Concepedia

TLDR

Computer‑assisted diagnosis is key for scaling up cervical cancer screening, yet current recognition algorithms perform poorly on whole slide images, fail to generalize across diverse staining and imaging, and show sub‑optimal clinical verification. We aim to develop a progressive lesion cell recognition method that combines low‑ and high‑resolution WSIs to recommend lesion cells and a recurrent neural network‑based WSI classification model to evaluate lesion degree. The system is trained and validated on 3,545 patient‑wise WSIs with 79,911 annotations from multiple hospitals and imaging instruments, and uses a recurrent neural network for WSI classification. On multi‑center independent test sets of 1,170 patient‑wise WSIs, the system achieves 93.5 % specificity and 95.1 % sensitivity for slide classification, outperforming the average performance of three cytopathologists, and attains an 88.5 % true‑positive rate for highlighting the top 10 lesion cells on 447 positive slides, with a processing time of about 1.5 min per giga‑pixel WSI.

Abstract

Computer-assisted diagnosis is key for scaling up cervical cancer screening. However, current recognition algorithms perform poorly on whole slide image (WSI) analysis, fail to generalize for diverse staining and imaging, and show sub-optimal clinical-level verification.

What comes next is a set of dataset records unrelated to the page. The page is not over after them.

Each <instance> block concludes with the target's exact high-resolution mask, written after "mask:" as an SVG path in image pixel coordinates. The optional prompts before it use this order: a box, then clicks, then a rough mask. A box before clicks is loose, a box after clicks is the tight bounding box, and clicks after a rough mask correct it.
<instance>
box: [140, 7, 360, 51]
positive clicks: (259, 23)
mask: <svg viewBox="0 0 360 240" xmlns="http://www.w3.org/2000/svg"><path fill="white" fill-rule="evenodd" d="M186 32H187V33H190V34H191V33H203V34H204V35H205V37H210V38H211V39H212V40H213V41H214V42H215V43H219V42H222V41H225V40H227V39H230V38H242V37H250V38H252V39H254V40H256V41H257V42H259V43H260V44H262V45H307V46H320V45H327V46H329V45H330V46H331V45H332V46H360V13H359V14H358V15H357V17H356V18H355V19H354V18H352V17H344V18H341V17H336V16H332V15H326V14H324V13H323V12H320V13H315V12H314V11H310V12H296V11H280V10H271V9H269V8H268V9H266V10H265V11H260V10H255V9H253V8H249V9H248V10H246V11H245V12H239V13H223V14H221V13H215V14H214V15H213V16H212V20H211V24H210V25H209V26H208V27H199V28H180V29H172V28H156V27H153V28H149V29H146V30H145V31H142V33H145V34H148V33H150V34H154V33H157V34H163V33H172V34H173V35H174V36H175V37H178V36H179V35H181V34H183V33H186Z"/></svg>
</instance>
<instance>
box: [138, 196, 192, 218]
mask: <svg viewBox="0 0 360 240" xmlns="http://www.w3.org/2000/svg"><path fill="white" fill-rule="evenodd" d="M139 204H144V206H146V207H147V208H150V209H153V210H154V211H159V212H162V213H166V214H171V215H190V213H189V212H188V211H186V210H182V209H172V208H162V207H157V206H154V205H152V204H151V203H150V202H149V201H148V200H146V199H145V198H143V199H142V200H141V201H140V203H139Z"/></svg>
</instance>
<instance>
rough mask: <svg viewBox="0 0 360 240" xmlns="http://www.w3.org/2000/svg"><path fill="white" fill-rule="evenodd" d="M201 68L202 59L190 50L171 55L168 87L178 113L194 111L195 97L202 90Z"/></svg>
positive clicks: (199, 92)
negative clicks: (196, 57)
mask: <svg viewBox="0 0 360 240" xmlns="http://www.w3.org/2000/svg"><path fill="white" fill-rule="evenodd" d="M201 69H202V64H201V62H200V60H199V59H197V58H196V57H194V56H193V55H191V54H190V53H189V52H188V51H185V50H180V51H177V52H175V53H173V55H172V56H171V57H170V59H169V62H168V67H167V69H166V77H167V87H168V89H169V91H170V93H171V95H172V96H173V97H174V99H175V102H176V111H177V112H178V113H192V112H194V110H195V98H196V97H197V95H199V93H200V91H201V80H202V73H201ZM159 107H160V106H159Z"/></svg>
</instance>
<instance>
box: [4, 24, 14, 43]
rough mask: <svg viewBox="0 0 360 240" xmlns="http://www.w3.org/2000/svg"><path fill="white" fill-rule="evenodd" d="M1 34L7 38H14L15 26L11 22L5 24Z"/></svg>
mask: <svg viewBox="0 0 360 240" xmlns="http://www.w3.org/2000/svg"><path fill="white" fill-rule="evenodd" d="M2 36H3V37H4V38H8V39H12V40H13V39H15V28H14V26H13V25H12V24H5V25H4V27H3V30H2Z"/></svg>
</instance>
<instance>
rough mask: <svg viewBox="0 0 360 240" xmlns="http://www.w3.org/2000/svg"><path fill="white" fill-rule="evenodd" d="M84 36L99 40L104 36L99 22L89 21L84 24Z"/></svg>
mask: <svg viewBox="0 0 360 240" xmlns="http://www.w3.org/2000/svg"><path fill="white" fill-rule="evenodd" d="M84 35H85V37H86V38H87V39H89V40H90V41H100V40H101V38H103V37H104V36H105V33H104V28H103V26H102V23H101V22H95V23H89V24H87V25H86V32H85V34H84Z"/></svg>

Here, we develop a progressive lesion cell recognition method combining low- and high-resolution WSIs to recommend lesion cells and a recurrent neural network-based WSI classification model to evaluate the lesion degree of WSIs. We train and validate our WSI analysis system on 3,545 patient-wise WSIs with 79,911 annotations from multiple hospitals and several imaging instruments. On multi-center independent test sets of 1,170 patient-wise WSIs, we achieve 93.5% Specificity and 95.1% Sensitivity for classifying slides, comparing favourably to the average performance of three independent cytopathologists, and obtain 88.5% true positive rate for highlighting the top 10 lesion cells on 447 positive slides. After deployment, our system recognizes a one giga-pixel WSI in about 1.5 min.